Machine Learning Done Wrong【转】

1. Take default loss function for granted


Many practitioners train and pick the best model using the default loss
function (e.g., squared error). In practice, off-the-shelf loss function rarely
aligns with the business objective. Take fraud detection as an example. When
trying to detect fraudulent transactions, the business objective is to minimize
the fraud loss. The off-the-shelf loss function of binary classifiers weighs
false positives and false negatives equally. To align with the business
objective, the loss function should not only penalize false negatives more than
false positives, but also penalize each false negative in proportion to the
dollar amount. Also, data sets in fraud detection usually contain highly
imbalanced labels. In these cases, bias the loss function in favor of the rare
case (e.g., through up/down sampling).

2. Use plain linear models for non-linear interaction

When building a binary classifier, many practitioners immediately jump to
logistic regression because it’s simple.
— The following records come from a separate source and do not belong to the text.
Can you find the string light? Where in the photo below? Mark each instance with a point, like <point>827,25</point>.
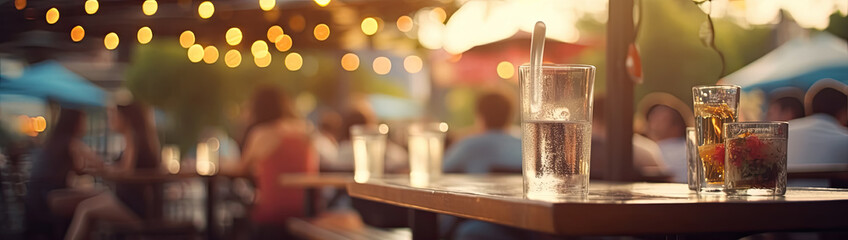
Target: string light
<point>294,61</point>
<point>195,53</point>
<point>267,5</point>
<point>77,33</point>
<point>404,23</point>
<point>369,26</point>
<point>505,70</point>
<point>149,7</point>
<point>274,32</point>
<point>52,15</point>
<point>413,64</point>
<point>210,54</point>
<point>284,43</point>
<point>382,65</point>
<point>233,36</point>
<point>322,3</point>
<point>205,9</point>
<point>259,49</point>
<point>350,62</point>
<point>232,58</point>
<point>144,35</point>
<point>91,6</point>
<point>321,32</point>
<point>186,38</point>
<point>111,41</point>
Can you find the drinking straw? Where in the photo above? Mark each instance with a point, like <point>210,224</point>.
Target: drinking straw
<point>537,46</point>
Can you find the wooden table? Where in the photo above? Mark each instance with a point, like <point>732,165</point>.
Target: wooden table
<point>310,182</point>
<point>159,177</point>
<point>609,209</point>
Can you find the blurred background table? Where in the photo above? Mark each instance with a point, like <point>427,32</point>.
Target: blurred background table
<point>312,182</point>
<point>610,208</point>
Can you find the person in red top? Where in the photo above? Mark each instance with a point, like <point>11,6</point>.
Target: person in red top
<point>276,142</point>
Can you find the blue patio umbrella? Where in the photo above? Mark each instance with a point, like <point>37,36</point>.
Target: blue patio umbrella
<point>804,80</point>
<point>50,80</point>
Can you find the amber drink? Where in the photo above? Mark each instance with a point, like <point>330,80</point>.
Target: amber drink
<point>714,106</point>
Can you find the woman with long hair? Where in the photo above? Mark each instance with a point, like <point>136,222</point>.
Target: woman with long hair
<point>49,198</point>
<point>276,142</point>
<point>126,205</point>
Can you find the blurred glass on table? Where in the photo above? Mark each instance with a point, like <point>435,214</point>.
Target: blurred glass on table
<point>756,158</point>
<point>369,151</point>
<point>714,106</point>
<point>556,119</point>
<point>426,149</point>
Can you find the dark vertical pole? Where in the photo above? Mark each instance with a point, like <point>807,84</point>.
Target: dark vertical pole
<point>424,224</point>
<point>619,109</point>
<point>211,226</point>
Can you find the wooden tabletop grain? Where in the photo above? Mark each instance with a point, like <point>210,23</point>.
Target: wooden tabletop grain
<point>613,208</point>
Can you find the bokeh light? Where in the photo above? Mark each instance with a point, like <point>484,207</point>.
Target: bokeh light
<point>350,62</point>
<point>52,15</point>
<point>259,49</point>
<point>322,3</point>
<point>20,4</point>
<point>404,23</point>
<point>111,41</point>
<point>321,32</point>
<point>233,36</point>
<point>283,43</point>
<point>369,26</point>
<point>186,38</point>
<point>263,61</point>
<point>205,9</point>
<point>149,7</point>
<point>145,34</point>
<point>413,64</point>
<point>232,58</point>
<point>77,33</point>
<point>382,65</point>
<point>274,32</point>
<point>297,23</point>
<point>439,14</point>
<point>91,6</point>
<point>210,54</point>
<point>195,53</point>
<point>267,5</point>
<point>506,70</point>
<point>294,61</point>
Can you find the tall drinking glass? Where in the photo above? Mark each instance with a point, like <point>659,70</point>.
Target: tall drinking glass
<point>369,151</point>
<point>556,119</point>
<point>693,163</point>
<point>426,148</point>
<point>755,162</point>
<point>714,106</point>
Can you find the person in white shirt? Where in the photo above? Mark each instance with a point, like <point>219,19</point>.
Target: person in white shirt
<point>821,137</point>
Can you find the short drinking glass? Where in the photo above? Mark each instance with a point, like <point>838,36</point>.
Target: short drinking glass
<point>426,148</point>
<point>714,106</point>
<point>556,119</point>
<point>755,156</point>
<point>369,151</point>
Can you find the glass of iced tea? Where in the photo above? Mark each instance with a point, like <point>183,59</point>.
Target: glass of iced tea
<point>755,158</point>
<point>714,106</point>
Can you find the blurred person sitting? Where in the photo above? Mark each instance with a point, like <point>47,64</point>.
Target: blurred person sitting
<point>276,142</point>
<point>50,199</point>
<point>493,150</point>
<point>785,104</point>
<point>666,119</point>
<point>362,114</point>
<point>127,204</point>
<point>821,137</point>
<point>325,139</point>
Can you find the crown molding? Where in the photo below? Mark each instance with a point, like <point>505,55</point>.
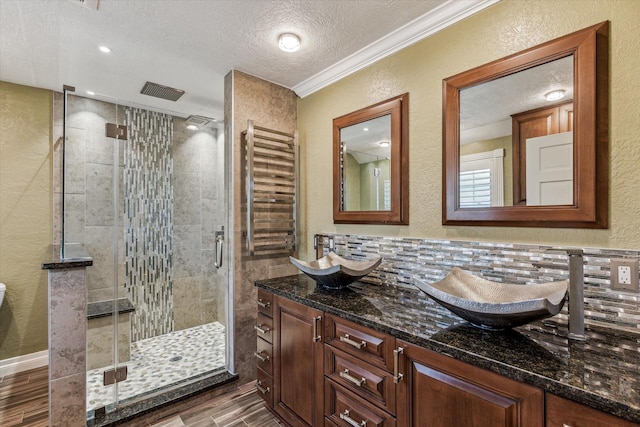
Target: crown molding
<point>441,17</point>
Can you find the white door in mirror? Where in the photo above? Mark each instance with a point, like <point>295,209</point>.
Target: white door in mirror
<point>549,172</point>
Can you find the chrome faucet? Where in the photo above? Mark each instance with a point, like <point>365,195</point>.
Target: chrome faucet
<point>576,293</point>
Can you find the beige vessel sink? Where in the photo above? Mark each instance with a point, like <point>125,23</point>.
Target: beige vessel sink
<point>493,305</point>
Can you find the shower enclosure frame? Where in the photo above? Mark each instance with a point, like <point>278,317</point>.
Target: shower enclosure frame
<point>68,252</point>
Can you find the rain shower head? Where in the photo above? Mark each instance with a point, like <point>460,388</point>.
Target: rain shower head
<point>201,121</point>
<point>160,91</point>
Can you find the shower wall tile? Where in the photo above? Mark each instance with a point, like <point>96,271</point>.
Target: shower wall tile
<point>100,149</point>
<point>75,155</point>
<point>186,193</point>
<point>100,198</point>
<point>187,303</point>
<point>67,322</point>
<point>100,333</point>
<point>100,277</point>
<point>75,222</point>
<point>210,222</point>
<point>187,250</point>
<point>148,221</point>
<point>68,393</point>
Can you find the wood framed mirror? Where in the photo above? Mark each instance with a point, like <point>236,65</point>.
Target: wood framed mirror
<point>371,164</point>
<point>513,157</point>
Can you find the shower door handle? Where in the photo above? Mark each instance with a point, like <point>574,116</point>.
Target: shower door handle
<point>219,246</point>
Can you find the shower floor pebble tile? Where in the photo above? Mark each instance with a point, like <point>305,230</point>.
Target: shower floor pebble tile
<point>161,361</point>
But, many also forget that logistic
regression is a linear model and the non-linear interaction among predictors
need to be encoded manually. Returning to fraud detection, high order
interaction features like "billing address = shipping address and transaction
amount < $50" are required for good model performance. So one should prefer
non-linear models like SVM with kernel or tree based classifiers that bake in
higher-order interaction features.

3. Forget about outliers

Outliers are interesting. Depending on the context, they either deserve
special attention or should be completely ignored. Take the example of revenue
forecasting. If unusual spikes of revenue are observed, it‘s probably a good
idea to pay extra attention to them and figure out what caused the spike. But if
the outliers are due to mechanical error, measurement error or anything else
that’s not generalizable, it’s a good idea to filter out these outliers before
feeding the data to the modeling algorithm.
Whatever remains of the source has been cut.